Yetmiş milyonluk Türkiye’de iki milyonluk zengin, yüksek, güçlü bir tabaka var. Mutlu ve iyi yiyen tabaka. Bunların aklı fikri lüks meskenlerde oturmak, lüks otomobillerle gezmek, lüks yemek, lüks giyinmek, lüks bir hayat sürmektir. Lükste birincidirler ama kültürde, sanatta, düşüncede, kitapta liste sonundadırlar.

Okumuş, aydın, seçkin geçinenlerimize bakınız. Bunların yüzde kaçı muntazaman kitap alır, okur? Yüzde biri alsa kitap tirajlarımızın beş on bin olması gerekir. Şu anda (Yayıncılık yaptığım için iyi biliyorum) bizdeki kitap baskıları 500 adede kadar düşmüştür. Yayınevleri normal olarak bin adet basabiliyor.

Çok satan kitaplar yok mu? Var… Birkaç roman, “Esrarlı ve meraklı Kur’ân Şifresi” gibi bazı kitaplar.

Eskiden Türkiye bir “Gazete Toplumu” idi. Şimdi gazete tirajları ve satışları da düştü. Yetmiş milyonluk kocaman bir ülkede en büyük günlük gazete 500 bin civarında satış yapabiliyor. Geçenlerde yazdım, bizdeki haftalık haber ve yorum dergilerinin satışları da gülünecek veya ağlanacak kadar düşüktür. Polonya’da haftalık Nie dergisi her hafta 750 bin adet satılırken, bizim en büyük dergimiz 15-20 bin satabiliyor.

Batı ülkelerinin toplu taşıma vasıtalarında yolcuların büyük bir kısmı kitap okur. Bizde otobüslerde, tren ve vapurlarda kitap okuyan birini gördünüz mü?

Medenî ülkelerde okumuş, aydın, yüksek tabaka insanlar konuştuklarının mânâsını bilir. Bizde “Devlet, demokrasi, rejim, hukuk, adalet, iç barış, laiklik, medeniyet…” gibi lâflar eden yüksek tahsilliler imtihana çekilse, birkaç kavram ve terimin mânâsı sorulsa, başarılı bir not alabilirler mi? Bir lâiklik edebiyatıdır gidiyor. Lâiklik nedir? Dünyada kaç çeşit lâiklik vardır? Bizdeki lâiklik nasıl bir lâikliktir? Fransa’daki lâiklik ile Türkiye’deki lâiklik arasında ne gibi farklar bulunmaktadır?.. Stalin lâikliğinin özellikleri nedir? Bu konuda doğru dürüst, ciddî, seviyeli bir kompozisyon yazacak kaç okumuşumuz, aydınımız çıkar?

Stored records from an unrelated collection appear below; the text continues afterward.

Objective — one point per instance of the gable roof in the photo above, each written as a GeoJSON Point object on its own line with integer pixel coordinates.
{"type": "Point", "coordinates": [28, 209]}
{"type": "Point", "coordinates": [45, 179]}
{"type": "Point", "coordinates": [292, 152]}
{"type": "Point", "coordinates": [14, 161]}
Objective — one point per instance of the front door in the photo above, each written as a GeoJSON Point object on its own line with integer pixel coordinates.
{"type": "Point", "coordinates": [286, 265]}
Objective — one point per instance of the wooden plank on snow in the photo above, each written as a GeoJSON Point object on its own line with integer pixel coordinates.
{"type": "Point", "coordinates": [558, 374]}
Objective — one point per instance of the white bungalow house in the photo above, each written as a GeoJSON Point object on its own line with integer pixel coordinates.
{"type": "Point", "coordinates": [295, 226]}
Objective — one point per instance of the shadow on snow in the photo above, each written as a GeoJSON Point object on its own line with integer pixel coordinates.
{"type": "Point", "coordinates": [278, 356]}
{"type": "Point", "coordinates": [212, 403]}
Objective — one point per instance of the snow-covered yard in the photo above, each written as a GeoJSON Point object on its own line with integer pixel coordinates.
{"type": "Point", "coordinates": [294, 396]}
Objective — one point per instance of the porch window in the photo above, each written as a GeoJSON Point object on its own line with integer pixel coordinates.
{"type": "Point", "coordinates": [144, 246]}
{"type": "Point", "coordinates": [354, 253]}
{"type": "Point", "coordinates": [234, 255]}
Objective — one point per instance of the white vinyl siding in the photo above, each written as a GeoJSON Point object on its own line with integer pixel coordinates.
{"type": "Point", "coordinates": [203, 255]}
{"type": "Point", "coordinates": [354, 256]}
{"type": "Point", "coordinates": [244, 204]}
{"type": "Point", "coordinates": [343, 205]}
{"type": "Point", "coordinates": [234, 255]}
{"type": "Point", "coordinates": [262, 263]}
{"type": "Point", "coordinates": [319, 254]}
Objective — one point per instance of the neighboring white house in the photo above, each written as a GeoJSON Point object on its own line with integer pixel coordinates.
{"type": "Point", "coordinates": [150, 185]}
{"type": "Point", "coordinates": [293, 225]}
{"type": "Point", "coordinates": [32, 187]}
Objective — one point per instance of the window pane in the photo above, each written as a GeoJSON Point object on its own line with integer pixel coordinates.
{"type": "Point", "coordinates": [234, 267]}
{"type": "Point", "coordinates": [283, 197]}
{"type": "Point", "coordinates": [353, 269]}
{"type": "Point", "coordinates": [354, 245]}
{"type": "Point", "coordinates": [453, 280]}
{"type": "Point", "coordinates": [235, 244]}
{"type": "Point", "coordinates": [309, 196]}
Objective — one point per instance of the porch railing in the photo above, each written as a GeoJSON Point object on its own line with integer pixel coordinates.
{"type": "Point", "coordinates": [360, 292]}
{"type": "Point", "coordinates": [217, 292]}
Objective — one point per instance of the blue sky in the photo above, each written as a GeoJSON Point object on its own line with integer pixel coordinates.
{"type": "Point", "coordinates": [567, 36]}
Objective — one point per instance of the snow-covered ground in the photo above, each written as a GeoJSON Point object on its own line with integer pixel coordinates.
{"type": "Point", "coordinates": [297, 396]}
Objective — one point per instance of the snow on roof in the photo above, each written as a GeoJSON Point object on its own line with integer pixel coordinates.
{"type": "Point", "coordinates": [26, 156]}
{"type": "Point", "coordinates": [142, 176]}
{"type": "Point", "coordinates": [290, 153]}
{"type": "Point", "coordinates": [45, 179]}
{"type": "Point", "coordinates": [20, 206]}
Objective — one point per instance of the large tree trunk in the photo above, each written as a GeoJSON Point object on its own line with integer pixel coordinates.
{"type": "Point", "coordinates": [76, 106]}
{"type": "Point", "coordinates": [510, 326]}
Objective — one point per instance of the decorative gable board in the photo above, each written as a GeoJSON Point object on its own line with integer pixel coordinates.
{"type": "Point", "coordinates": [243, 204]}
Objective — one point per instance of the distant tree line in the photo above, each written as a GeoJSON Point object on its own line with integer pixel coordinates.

Yıllardan beri bir “İkinci Cumhuriyet” tartışması yapılıyor. Profesör Mehmet Altan insan haklarına bağlı, halka ve ülkeye hizmet eden, daha demokratik bir cumhuriyet isterken, onun karşıtları “Atatürk’ün kurduğu cumhuriyeti yıktırtmayız. İlle de birinci cumhuriyet…” diye direniyor. Altan’ın istedikleri fena mıdır? Birinci ikinci cumhuriyet tartışmaları niçin fikir, kültür planında yapılmıyor da bir sokak kavgası havası içinde cereyan ediyor?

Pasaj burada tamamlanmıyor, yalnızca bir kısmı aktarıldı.